Definitions to common terms used throughout our organization

What is Clinical Research?

The NIH definition of clinical research has three parts:

  • Patient-oriented research. Research conducted with human subjects (or on material of human origin such as tissues, specimens and cognitive phenomena) for which an investigator (or colleague) directly interacts with human subjects. Excluded from this definition are in vitro studies that utilize human tissues that cannot be linked to a living individual. Patient-oriented research includes: (a) mechanisms of human disease, (b) therapeutic interventions, (c) clinical trials, or (d) development of new technologies.
  • Epidemiologic and behavioral studies
  • Outcomes research and health services research

What is Translational Research?

Translational research is defined by the National Institutes of Health as:

  • The process of applying discoveries generated during research in the laboratory, and in preclinical studies, to the development of trials and studies in humans (as well as the process of applying bedside observations to inform bench to discoveries); and
  • Research aimed at enhancing the adoption of best practices in the community. In more everyday terms you might think of translational research as moving the research process through phases from bench to animal to human to guidelines development to public health and ultimately to population outcomes and global health.
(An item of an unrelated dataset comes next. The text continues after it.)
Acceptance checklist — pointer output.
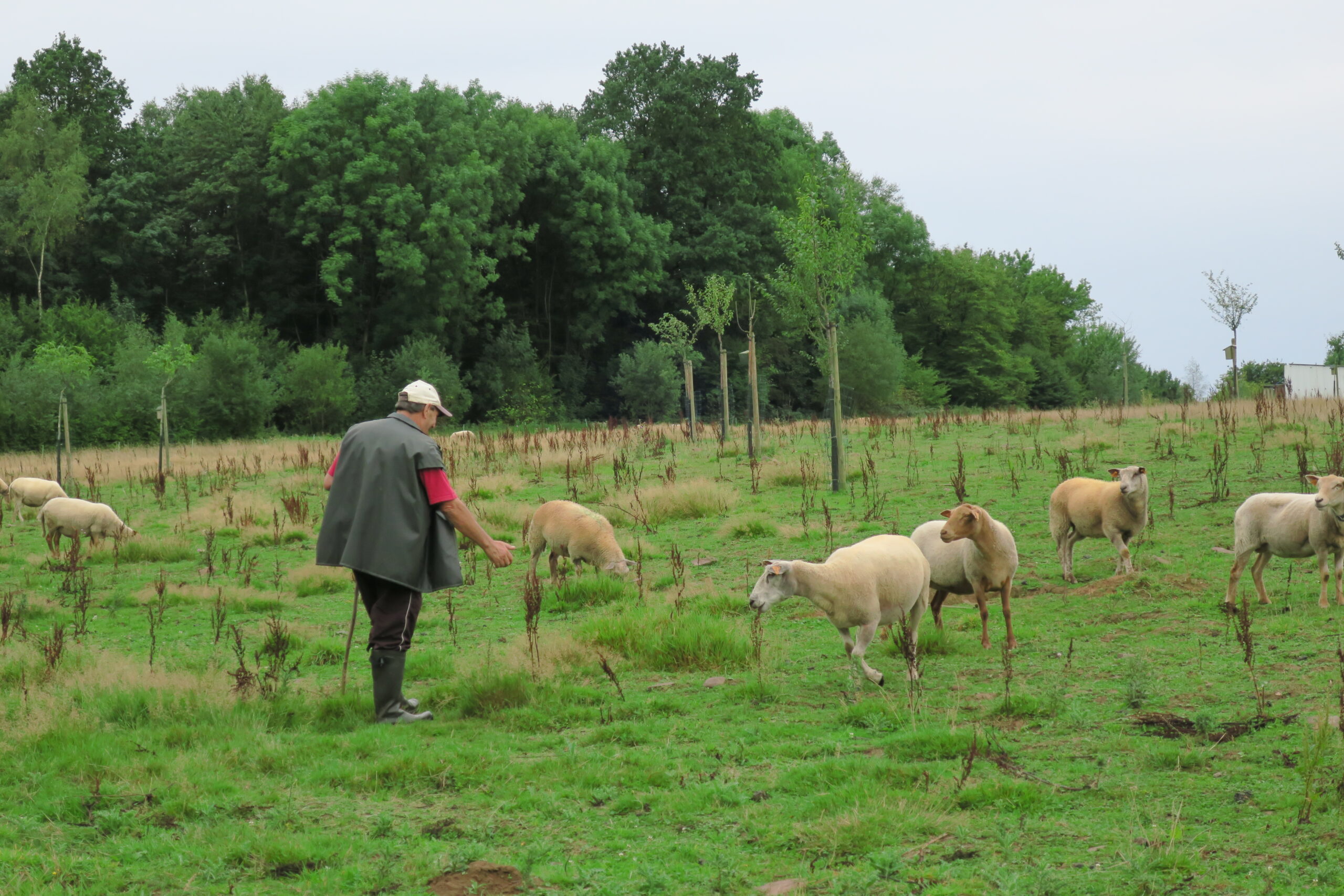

CTSI Translational Continuum – T-Level Definitions



GOAL: To understand the human condition and environment as it exists

  • Focuses on understanding biological, social and behavioral mechanisms that underlie health or disease, defining mechanisms, targets, or lead molecules16
  • Studies mechanisms or derive modifications of cells, proteins, and DNA that are present in human disease processes1

  • The condition of humans, often a statement or declaration identifying a human status – e.g. “fMRI in Adults with Alzheimer’s” or “fMRI in Adults with Alzheimer’s and Depression”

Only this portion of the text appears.